Rozpoczęłam przygotowania do wyjścia. Ubrałam gruby sweter, moją czarną kurtkę i jeansy, a na nogi założyłam trampki. Były to wygodne, lekkie buty w których mogłam szybko uciec w razie czego. Na ramiona zarzuciłam plecak moro. Twarz obwiązałam czerwoną bandamką. W sumie w telewizji mówili, że wirus przenosi się z krwią i śliną, ale wolałam nie ryzykować.

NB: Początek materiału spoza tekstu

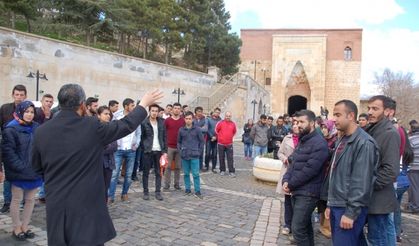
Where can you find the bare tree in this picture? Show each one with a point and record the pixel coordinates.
(403, 89)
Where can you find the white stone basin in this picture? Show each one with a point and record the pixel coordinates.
(267, 169)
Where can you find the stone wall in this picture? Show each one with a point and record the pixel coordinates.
(104, 74)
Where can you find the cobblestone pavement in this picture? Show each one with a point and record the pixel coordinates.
(234, 211)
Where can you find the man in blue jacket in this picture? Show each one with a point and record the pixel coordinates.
(304, 176)
(190, 144)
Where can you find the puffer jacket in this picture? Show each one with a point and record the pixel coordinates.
(108, 155)
(16, 149)
(147, 135)
(352, 175)
(383, 200)
(305, 174)
(259, 134)
(190, 142)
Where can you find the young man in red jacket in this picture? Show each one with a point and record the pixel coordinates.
(225, 131)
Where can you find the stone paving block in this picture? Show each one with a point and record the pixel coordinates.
(208, 244)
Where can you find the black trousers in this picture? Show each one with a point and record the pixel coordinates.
(211, 154)
(223, 152)
(151, 159)
(107, 174)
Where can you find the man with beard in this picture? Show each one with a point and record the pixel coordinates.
(304, 176)
(6, 115)
(92, 105)
(68, 152)
(353, 162)
(381, 229)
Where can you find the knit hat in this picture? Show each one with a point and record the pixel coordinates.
(20, 110)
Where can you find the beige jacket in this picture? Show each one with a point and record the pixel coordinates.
(285, 150)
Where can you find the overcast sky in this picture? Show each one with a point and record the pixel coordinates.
(390, 28)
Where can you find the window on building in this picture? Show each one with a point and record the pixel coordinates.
(347, 53)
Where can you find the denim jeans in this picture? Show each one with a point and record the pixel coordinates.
(152, 160)
(223, 151)
(188, 166)
(259, 150)
(288, 211)
(381, 231)
(7, 192)
(302, 229)
(41, 192)
(248, 150)
(137, 163)
(397, 214)
(129, 156)
(211, 154)
(354, 236)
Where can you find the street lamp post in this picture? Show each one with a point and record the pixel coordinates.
(254, 73)
(254, 108)
(38, 76)
(179, 93)
(264, 70)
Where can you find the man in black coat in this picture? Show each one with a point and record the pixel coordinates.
(68, 152)
(303, 178)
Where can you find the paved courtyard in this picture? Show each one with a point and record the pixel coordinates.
(234, 211)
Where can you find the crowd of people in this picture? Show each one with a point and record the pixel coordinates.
(352, 170)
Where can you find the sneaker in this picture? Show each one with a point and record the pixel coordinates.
(158, 196)
(124, 197)
(110, 201)
(199, 195)
(285, 231)
(5, 208)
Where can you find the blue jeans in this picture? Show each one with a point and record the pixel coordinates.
(397, 214)
(188, 166)
(301, 227)
(7, 192)
(259, 150)
(41, 192)
(351, 237)
(248, 150)
(381, 230)
(129, 156)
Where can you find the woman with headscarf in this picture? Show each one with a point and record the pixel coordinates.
(16, 147)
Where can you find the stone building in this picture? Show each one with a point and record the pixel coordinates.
(303, 68)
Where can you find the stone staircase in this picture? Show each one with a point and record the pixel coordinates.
(220, 92)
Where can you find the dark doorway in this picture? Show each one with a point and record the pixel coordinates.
(296, 103)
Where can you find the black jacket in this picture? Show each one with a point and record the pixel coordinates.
(147, 135)
(190, 142)
(352, 175)
(16, 146)
(305, 175)
(68, 151)
(383, 200)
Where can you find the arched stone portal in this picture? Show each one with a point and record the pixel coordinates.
(296, 103)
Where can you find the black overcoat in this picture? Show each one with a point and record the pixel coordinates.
(68, 152)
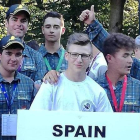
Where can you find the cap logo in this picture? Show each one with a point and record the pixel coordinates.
(20, 6)
(12, 38)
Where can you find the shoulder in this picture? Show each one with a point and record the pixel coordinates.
(133, 80)
(24, 78)
(32, 51)
(93, 83)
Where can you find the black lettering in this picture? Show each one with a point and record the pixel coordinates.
(57, 129)
(90, 131)
(102, 133)
(80, 128)
(69, 128)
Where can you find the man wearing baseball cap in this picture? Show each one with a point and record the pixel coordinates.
(17, 20)
(16, 90)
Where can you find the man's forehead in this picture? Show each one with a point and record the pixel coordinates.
(21, 14)
(52, 21)
(125, 51)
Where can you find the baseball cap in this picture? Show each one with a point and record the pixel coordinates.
(14, 9)
(7, 41)
(137, 40)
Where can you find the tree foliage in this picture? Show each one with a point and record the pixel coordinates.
(71, 9)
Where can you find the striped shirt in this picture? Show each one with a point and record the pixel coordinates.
(24, 95)
(33, 65)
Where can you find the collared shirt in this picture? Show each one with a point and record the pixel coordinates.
(24, 95)
(33, 65)
(98, 34)
(132, 96)
(54, 58)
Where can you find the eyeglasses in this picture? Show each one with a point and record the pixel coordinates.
(76, 55)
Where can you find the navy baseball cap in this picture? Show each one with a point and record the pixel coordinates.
(7, 41)
(14, 9)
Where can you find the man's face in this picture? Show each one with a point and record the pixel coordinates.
(10, 59)
(121, 61)
(17, 25)
(78, 63)
(52, 29)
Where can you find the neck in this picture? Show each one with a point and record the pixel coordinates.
(8, 76)
(114, 77)
(52, 47)
(75, 77)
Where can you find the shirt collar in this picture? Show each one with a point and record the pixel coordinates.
(16, 77)
(44, 51)
(26, 50)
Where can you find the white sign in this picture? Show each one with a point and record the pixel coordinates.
(9, 125)
(51, 125)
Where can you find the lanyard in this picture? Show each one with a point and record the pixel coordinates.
(9, 102)
(59, 63)
(118, 109)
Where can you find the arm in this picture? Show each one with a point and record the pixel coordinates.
(95, 30)
(43, 99)
(103, 104)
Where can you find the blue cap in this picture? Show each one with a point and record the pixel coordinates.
(14, 9)
(7, 41)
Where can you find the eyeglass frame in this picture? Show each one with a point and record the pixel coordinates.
(83, 58)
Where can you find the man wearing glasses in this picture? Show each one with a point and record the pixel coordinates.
(75, 91)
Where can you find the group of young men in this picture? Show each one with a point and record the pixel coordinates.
(22, 68)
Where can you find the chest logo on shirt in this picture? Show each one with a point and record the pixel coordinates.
(87, 106)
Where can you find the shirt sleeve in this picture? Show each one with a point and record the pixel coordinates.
(103, 104)
(43, 99)
(40, 66)
(97, 34)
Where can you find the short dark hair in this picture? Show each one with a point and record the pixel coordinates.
(54, 15)
(12, 46)
(116, 41)
(28, 17)
(78, 39)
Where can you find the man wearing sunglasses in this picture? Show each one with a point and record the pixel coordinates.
(75, 91)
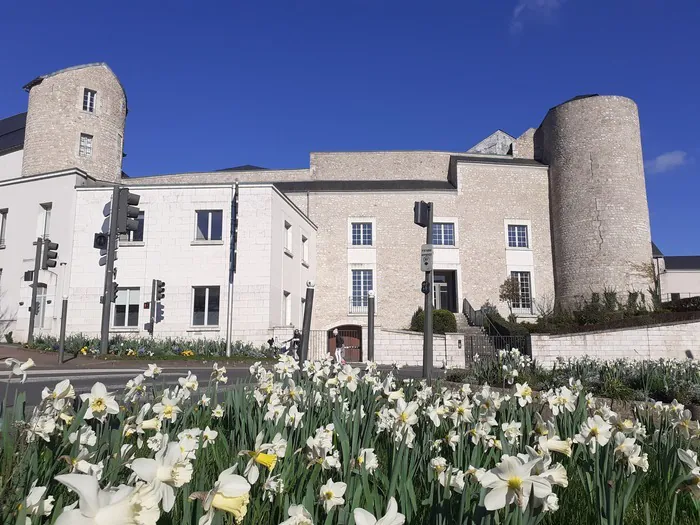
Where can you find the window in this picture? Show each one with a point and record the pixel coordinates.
(287, 236)
(205, 306)
(136, 235)
(362, 234)
(361, 286)
(209, 225)
(517, 236)
(304, 249)
(444, 233)
(44, 226)
(85, 145)
(524, 302)
(3, 226)
(286, 308)
(89, 100)
(126, 308)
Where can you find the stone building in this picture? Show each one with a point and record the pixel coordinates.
(562, 208)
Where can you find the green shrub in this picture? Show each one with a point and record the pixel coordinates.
(443, 321)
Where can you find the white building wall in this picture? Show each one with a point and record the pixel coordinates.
(11, 165)
(23, 198)
(170, 253)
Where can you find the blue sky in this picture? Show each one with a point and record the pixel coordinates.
(214, 85)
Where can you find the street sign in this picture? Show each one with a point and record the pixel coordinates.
(426, 258)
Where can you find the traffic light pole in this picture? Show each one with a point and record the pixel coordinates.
(153, 306)
(35, 286)
(428, 326)
(109, 271)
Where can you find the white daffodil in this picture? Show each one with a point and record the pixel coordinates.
(511, 481)
(85, 435)
(594, 431)
(348, 376)
(153, 371)
(188, 384)
(120, 506)
(259, 456)
(331, 494)
(298, 515)
(19, 368)
(36, 505)
(208, 436)
(58, 396)
(100, 403)
(392, 516)
(293, 418)
(367, 460)
(167, 471)
(231, 493)
(523, 393)
(167, 408)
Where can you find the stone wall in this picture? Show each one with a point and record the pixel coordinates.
(55, 120)
(649, 342)
(406, 348)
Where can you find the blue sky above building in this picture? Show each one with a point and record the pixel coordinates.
(212, 86)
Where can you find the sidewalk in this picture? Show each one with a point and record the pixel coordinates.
(49, 360)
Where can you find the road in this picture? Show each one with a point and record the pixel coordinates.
(115, 379)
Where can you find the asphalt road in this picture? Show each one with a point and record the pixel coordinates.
(115, 379)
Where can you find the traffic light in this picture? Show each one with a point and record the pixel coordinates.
(128, 213)
(49, 255)
(113, 290)
(101, 241)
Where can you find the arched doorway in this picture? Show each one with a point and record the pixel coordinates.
(352, 337)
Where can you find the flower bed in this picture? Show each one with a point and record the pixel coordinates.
(149, 347)
(333, 444)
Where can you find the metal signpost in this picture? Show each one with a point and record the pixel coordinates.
(423, 216)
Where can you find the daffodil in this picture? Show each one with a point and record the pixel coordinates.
(100, 403)
(331, 494)
(122, 505)
(392, 516)
(19, 368)
(167, 471)
(298, 515)
(259, 456)
(231, 493)
(511, 481)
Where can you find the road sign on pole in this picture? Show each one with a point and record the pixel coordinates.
(426, 258)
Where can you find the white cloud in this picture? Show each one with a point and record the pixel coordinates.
(667, 162)
(532, 9)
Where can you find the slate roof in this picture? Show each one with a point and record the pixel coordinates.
(682, 262)
(12, 133)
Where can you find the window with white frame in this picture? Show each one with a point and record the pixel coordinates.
(209, 225)
(286, 308)
(288, 237)
(85, 145)
(44, 226)
(361, 234)
(205, 306)
(517, 236)
(125, 312)
(3, 226)
(524, 301)
(89, 97)
(304, 249)
(135, 235)
(444, 233)
(362, 284)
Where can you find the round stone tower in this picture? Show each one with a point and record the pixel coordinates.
(76, 119)
(599, 216)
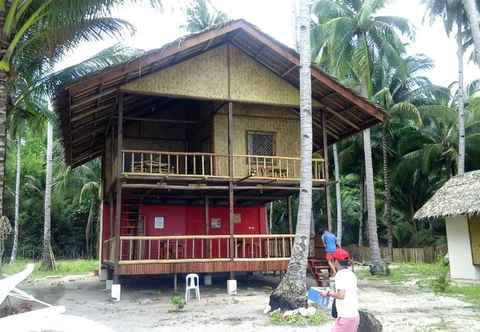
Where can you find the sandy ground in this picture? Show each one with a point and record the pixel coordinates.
(145, 306)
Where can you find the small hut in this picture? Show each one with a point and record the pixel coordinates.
(458, 203)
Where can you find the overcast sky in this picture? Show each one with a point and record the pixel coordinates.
(155, 28)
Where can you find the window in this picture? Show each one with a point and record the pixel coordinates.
(260, 143)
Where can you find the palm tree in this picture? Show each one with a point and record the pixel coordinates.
(48, 260)
(290, 293)
(471, 8)
(202, 15)
(92, 188)
(338, 194)
(400, 90)
(39, 90)
(36, 34)
(356, 40)
(452, 12)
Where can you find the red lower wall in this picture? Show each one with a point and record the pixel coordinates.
(190, 220)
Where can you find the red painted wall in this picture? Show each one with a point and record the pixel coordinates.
(189, 220)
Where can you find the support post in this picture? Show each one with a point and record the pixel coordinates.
(230, 186)
(118, 185)
(207, 230)
(326, 171)
(290, 215)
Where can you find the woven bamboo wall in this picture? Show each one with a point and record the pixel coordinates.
(255, 117)
(206, 76)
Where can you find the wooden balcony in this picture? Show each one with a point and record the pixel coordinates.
(199, 253)
(211, 165)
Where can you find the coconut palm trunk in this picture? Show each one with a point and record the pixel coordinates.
(376, 263)
(3, 129)
(338, 194)
(290, 293)
(47, 253)
(88, 228)
(472, 11)
(461, 98)
(387, 200)
(13, 255)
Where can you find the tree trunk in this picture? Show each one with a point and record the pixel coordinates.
(13, 256)
(387, 201)
(3, 129)
(88, 227)
(461, 100)
(376, 264)
(290, 293)
(47, 253)
(474, 18)
(362, 209)
(338, 194)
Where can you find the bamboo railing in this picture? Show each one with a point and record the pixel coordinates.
(200, 164)
(191, 248)
(108, 250)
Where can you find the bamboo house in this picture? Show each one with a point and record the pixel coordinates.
(195, 139)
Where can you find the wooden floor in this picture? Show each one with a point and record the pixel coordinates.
(207, 266)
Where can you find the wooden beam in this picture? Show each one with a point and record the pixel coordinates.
(231, 215)
(132, 118)
(344, 119)
(290, 215)
(118, 208)
(326, 170)
(289, 70)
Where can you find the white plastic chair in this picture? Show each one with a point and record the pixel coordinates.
(192, 283)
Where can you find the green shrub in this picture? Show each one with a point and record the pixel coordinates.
(177, 302)
(298, 320)
(441, 281)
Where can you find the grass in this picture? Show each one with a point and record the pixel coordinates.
(297, 320)
(428, 276)
(64, 267)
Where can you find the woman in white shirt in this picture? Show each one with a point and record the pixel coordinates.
(345, 294)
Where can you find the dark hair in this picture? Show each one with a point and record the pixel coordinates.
(345, 263)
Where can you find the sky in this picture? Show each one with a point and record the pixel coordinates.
(156, 27)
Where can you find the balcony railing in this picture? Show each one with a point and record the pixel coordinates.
(199, 164)
(189, 248)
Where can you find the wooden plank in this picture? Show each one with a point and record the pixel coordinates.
(326, 170)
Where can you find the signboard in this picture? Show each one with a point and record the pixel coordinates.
(159, 223)
(216, 223)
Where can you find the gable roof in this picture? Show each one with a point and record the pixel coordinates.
(85, 106)
(459, 196)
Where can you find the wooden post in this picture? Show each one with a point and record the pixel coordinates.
(230, 186)
(326, 163)
(118, 205)
(207, 221)
(290, 215)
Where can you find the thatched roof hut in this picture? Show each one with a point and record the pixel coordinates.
(459, 196)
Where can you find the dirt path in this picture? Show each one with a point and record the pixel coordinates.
(145, 306)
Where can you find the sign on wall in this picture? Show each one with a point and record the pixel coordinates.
(216, 223)
(159, 223)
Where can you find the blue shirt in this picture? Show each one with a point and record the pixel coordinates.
(330, 241)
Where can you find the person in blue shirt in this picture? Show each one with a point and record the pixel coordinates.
(330, 243)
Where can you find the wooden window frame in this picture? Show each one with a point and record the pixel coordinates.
(265, 133)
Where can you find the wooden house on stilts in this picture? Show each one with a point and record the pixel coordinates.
(195, 138)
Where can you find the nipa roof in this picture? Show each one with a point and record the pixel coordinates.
(459, 196)
(85, 106)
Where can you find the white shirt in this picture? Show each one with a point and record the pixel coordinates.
(347, 281)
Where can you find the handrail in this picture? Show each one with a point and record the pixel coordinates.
(207, 164)
(167, 249)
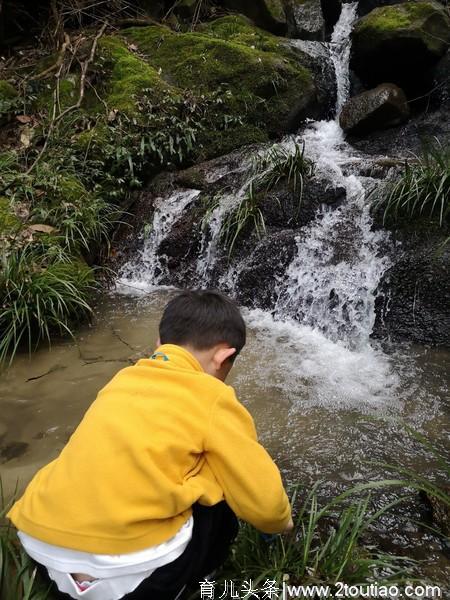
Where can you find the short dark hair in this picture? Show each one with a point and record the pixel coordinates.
(202, 319)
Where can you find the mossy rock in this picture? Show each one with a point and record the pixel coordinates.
(400, 43)
(128, 77)
(266, 85)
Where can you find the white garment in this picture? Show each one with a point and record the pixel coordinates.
(117, 574)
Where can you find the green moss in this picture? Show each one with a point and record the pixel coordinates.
(217, 143)
(276, 10)
(424, 19)
(239, 29)
(7, 91)
(128, 77)
(250, 64)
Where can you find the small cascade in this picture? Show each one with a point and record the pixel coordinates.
(330, 283)
(146, 270)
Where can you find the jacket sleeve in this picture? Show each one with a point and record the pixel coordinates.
(249, 478)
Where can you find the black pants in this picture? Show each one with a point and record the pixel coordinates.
(215, 528)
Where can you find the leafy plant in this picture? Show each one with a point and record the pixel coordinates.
(269, 169)
(280, 162)
(42, 291)
(324, 548)
(245, 215)
(423, 189)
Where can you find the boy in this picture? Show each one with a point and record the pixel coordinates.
(142, 499)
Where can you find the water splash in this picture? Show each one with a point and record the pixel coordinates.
(146, 270)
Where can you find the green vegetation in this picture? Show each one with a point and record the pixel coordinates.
(423, 189)
(278, 163)
(42, 291)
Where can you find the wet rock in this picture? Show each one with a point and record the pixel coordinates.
(380, 108)
(331, 10)
(400, 44)
(13, 450)
(406, 138)
(257, 279)
(306, 20)
(316, 56)
(440, 510)
(412, 298)
(283, 207)
(268, 14)
(441, 81)
(366, 6)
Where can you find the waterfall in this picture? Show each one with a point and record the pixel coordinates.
(330, 283)
(147, 268)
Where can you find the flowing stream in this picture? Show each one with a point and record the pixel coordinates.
(328, 401)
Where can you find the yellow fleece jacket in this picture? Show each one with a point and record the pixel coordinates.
(160, 436)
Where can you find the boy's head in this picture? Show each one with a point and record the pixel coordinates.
(208, 324)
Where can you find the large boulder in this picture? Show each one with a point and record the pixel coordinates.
(400, 44)
(268, 14)
(306, 20)
(380, 108)
(263, 83)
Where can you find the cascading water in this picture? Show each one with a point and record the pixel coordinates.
(330, 283)
(324, 311)
(148, 267)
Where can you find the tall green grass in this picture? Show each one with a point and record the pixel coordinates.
(42, 292)
(423, 188)
(268, 170)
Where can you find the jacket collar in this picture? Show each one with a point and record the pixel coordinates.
(178, 356)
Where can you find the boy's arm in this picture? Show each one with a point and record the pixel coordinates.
(250, 480)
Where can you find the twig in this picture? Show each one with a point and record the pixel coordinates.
(58, 62)
(55, 119)
(84, 69)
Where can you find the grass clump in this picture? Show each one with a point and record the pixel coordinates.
(325, 547)
(423, 189)
(269, 169)
(43, 290)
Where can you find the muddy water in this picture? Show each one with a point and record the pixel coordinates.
(323, 411)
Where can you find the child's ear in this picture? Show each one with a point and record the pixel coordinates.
(221, 355)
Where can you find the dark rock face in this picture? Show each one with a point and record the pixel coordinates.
(382, 107)
(413, 295)
(256, 283)
(316, 57)
(400, 44)
(282, 207)
(268, 14)
(408, 137)
(306, 20)
(366, 6)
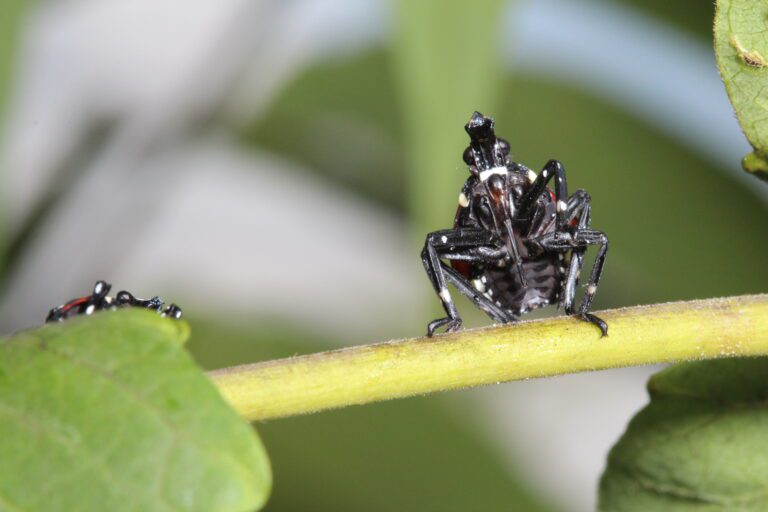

Zastanawiałam się nad zabraniem jakiejś broni, w końcu te świry były niebezpieczne, a pójście do nich z pustymi rękami równało się z samobójstwem. Pani Basia, mężczyzna z Jeleniej Góry i dziennikarka – wszyscy też się o tym boleśnie przekonali. Pierwszą bronią, którą mogłabym wziąć był nóż. Nieraz widziałam jak w filmach bohaterowie walczyli nożami, ale to była fikcja. Ja nie miałam żadnego doświadczenia w takiej walce, która zmuszała do zbliżenia się do przeciwnika i narażała na ugryzienie. Prędzej sama bym sobie zrobiła nim krzywdę, niż komuś. Lepszą bronią była saperka, którą trzymaliśmy w garażu. Była ona poręczna i zaostrzona z boku. Mogła kogoś nieźle uszkodzić, gdyby się ją zamachnąć.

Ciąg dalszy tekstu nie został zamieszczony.